CARLSBAD — Hundreds of people packed City Council chambers during the regular meeting April 21 to voice their opinion on the future of the long-awaited Alga Norte Park.
After more than two hours of public testimony, City Council voted 3-2 to allow grading of the property for the park, but to hold off on the building of the facilities on the 32 acres located off Poinsettia Lane and Alicante Road. The council then voted unanimously to look into various options to cover the cost of operating the park facilities.
Those who spoke in favor of moving forward with the park ranged from members of the Parks and Recreation Commission and longtime local public safety personnel to members of the Carlsbad High School water polo team who currently drive to La Jolla to train. Many of the young water polo players said they have been waiting most of their lives for the proposed swim complex to be built on the property.
Retired Battalion Fire Chief Jim Torretto urged the council to move forward and build the pool complex so the youth of the city would be able to take lessons in the city they live in. Torretto said he knows first-hand the importance of learning to swim, and that the residents shouldn’t have to take their kids to nearby cities for the lessons.
The city only has one municipal pool, located on Monroe Street.
Former City Council candidate Thomas K. Arnold also urged council to move forward with the plans and said it is both “popular and right.”
Although a scaled-down version of the original plans, the park still contained an Olympic-sized swimming pool, an instructional pool for lessons, as well as a skate park and sports fields.
Phil Urbina, president of the La Costa Youth Organization, said they are having to turn away kids because they don’t have enough fields. “These ball fields are needed,” he said.
After more than a decade of planning, the park was finally moving forward until July of last year when City Council voted 4-1 to delay the project due to the economic downturn.
Councilwoman Ann Kulchin was the lone supporter of moving forward with the park plans as soon as possible, until newly elected Keith Blackburn, a former sergeant with the Carlsbad Police Department, came aboard in January.

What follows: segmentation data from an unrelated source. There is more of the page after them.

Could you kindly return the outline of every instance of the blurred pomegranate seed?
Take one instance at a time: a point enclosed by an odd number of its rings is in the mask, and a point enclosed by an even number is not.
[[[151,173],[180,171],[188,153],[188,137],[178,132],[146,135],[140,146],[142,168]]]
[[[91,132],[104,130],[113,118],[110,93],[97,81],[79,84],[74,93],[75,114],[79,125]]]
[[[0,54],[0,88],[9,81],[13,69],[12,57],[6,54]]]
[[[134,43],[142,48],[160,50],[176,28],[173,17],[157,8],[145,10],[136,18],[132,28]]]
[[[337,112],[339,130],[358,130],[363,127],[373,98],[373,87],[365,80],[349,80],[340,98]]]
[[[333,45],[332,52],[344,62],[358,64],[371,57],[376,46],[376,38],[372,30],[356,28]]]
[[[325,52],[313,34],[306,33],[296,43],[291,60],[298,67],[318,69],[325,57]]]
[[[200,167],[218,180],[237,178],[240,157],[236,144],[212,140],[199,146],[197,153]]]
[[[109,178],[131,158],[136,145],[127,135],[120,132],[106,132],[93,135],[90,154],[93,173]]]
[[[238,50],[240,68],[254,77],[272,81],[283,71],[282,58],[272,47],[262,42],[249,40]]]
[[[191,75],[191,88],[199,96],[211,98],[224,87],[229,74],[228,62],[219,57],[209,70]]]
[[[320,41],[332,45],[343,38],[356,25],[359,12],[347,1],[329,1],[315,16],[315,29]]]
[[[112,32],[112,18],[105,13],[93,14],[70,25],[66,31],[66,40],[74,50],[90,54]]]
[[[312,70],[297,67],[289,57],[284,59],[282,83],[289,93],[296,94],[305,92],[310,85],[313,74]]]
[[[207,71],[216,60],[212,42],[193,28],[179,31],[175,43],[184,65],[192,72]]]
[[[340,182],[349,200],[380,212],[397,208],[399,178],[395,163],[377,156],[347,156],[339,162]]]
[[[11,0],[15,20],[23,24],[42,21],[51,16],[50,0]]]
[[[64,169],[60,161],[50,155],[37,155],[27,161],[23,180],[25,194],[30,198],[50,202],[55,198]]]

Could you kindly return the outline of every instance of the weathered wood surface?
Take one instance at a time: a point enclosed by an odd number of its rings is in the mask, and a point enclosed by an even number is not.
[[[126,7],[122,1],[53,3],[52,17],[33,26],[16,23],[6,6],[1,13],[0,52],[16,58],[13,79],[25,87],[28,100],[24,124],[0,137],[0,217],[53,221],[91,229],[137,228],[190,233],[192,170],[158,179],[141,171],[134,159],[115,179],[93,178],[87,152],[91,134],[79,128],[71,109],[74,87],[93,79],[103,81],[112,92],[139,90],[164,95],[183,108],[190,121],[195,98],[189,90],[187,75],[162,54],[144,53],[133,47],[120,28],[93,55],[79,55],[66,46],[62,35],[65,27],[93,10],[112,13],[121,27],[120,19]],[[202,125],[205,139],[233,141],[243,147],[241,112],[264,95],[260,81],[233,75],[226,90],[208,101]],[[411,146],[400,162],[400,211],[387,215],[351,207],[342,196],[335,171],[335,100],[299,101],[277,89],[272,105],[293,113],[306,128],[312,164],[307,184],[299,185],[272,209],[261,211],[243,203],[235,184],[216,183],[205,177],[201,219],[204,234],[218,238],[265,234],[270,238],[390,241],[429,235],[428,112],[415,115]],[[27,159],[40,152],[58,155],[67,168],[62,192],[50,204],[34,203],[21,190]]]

Making good on his promise to do what he could to push for the park to be built, Blackburn set up automated calls to residents notifying them that the item would be on the agenda April 21 and urging them to show up and voice their support for the project.
At the recent meeting, both Kulchin and Blackburn voted to move forward with the entire plan, stating that the funds have already been set aside to do so.
Although the nearly $50 million had been set aside to build the park and swim complex, city staff told council it was the operating costs that were the issue. It is estimated to cost roughly $1.2 million per year to operate the facility.
And although nearly $10 million would be left over after the most recent construction estimates of $39 million, staff told council the money could also be used elsewhere.
Another project coming up for the city is the police and fire training facility, proposed to be built just after the park.
A skate park was closed down to make way for the training facility, located near the Safety Center, and the baseball fields will close soon to make way for the training facility as well. The skate park and baseball fields are proposed to be relocated in Alga Norte Park.
Although the two projects are both funded separately, Mayor Bud Lewis told the supporters, the reason the city is so well-off is because the majority of the council is very careful about what projects to build.